Japan's shift from decades of low rates to fighting inflation shows a turning point, useful context for a colleague tracking global monetary policy changes.

Japan hikes rates to 31-year high Story flow and key facts
The Bank of Japan raised its key interest rate to 1% in June 2026, the highest level in 31 years, signaling a major shift from decades of near-zero rates aimed at combating deflation. The hike reflects growing inflationary pressure fueled by rising global energy prices, particularly due to geopolitical tensions involving Iran, which have increased costs for energy-import-dependent Japan. While overall inflation stood at 1.4% in April, below the BOJ's 2% target, wholesale prices rose more than 6% year-on-year in May, the fastest pace in three years.
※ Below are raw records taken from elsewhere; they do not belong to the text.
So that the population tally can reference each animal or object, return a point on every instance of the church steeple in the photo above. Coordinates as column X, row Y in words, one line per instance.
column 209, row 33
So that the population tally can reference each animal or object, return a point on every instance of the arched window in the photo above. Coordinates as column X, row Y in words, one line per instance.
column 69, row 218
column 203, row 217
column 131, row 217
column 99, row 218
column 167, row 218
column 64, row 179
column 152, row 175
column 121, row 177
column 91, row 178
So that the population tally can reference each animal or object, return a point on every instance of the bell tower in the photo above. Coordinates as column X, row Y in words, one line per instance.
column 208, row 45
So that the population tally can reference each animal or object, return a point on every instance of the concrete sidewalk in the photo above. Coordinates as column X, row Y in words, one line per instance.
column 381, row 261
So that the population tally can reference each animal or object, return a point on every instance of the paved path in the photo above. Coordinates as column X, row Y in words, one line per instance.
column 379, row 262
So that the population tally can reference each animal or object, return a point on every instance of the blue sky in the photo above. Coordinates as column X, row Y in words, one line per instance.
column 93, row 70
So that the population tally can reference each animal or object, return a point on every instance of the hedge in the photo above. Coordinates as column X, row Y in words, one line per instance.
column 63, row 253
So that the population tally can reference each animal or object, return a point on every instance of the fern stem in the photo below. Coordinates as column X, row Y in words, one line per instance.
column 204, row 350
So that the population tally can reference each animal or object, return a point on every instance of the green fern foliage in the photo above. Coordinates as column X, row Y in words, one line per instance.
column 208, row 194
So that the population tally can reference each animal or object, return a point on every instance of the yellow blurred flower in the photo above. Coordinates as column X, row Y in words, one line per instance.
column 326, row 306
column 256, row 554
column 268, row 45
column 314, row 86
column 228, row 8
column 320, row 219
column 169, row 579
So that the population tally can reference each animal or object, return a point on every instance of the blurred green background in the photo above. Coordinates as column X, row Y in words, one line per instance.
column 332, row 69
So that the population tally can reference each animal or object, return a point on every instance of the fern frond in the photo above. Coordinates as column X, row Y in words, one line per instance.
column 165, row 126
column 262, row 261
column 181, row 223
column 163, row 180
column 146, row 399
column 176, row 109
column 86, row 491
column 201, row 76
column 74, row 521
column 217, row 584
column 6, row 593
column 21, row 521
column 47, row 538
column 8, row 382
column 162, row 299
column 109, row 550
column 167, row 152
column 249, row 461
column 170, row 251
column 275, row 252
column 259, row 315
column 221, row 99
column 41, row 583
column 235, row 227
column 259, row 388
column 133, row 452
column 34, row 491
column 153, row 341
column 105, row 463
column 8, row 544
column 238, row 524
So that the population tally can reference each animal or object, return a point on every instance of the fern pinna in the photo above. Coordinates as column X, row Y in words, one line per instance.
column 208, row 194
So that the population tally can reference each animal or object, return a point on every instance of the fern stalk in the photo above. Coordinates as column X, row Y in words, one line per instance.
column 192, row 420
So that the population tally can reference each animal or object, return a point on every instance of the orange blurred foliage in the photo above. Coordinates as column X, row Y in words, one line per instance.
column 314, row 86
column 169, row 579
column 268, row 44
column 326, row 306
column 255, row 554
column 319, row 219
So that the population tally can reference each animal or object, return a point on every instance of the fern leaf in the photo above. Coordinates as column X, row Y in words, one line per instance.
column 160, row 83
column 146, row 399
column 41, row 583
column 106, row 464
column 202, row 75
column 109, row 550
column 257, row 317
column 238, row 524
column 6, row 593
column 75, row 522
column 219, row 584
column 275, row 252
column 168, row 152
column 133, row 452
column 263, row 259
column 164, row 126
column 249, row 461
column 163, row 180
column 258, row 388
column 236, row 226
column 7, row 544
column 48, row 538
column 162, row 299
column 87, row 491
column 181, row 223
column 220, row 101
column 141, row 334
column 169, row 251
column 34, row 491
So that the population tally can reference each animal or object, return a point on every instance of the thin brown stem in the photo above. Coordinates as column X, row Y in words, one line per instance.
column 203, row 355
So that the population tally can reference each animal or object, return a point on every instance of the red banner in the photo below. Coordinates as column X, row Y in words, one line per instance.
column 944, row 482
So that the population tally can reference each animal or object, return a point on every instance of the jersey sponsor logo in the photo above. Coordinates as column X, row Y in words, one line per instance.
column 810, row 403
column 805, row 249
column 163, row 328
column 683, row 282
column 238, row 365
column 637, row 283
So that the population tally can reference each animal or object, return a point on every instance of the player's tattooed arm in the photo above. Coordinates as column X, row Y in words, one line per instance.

The central bank also aims to stabilize the yen, which has weakened against major currencies like the US dollar and euro.
Facts
- Bank of Japan raised its policy rate to 1% in June 2026, the highest since 1995.
- Inflation was 1.4% in April 2026, below the BOJ's 2% target, but wholesale prices rose over 6% in May.
- The rate hike is the second since Prime Minister Sanae Takaichi took office and follows a gradual tightening since March 2024.
- Geopolitical tensions involving Iran have driven up energy prices, impacting Japan's import costs.
- BOJ Governor Kazuo Ueda did not attend the meeting due to hospitalization for an infected liver cyst.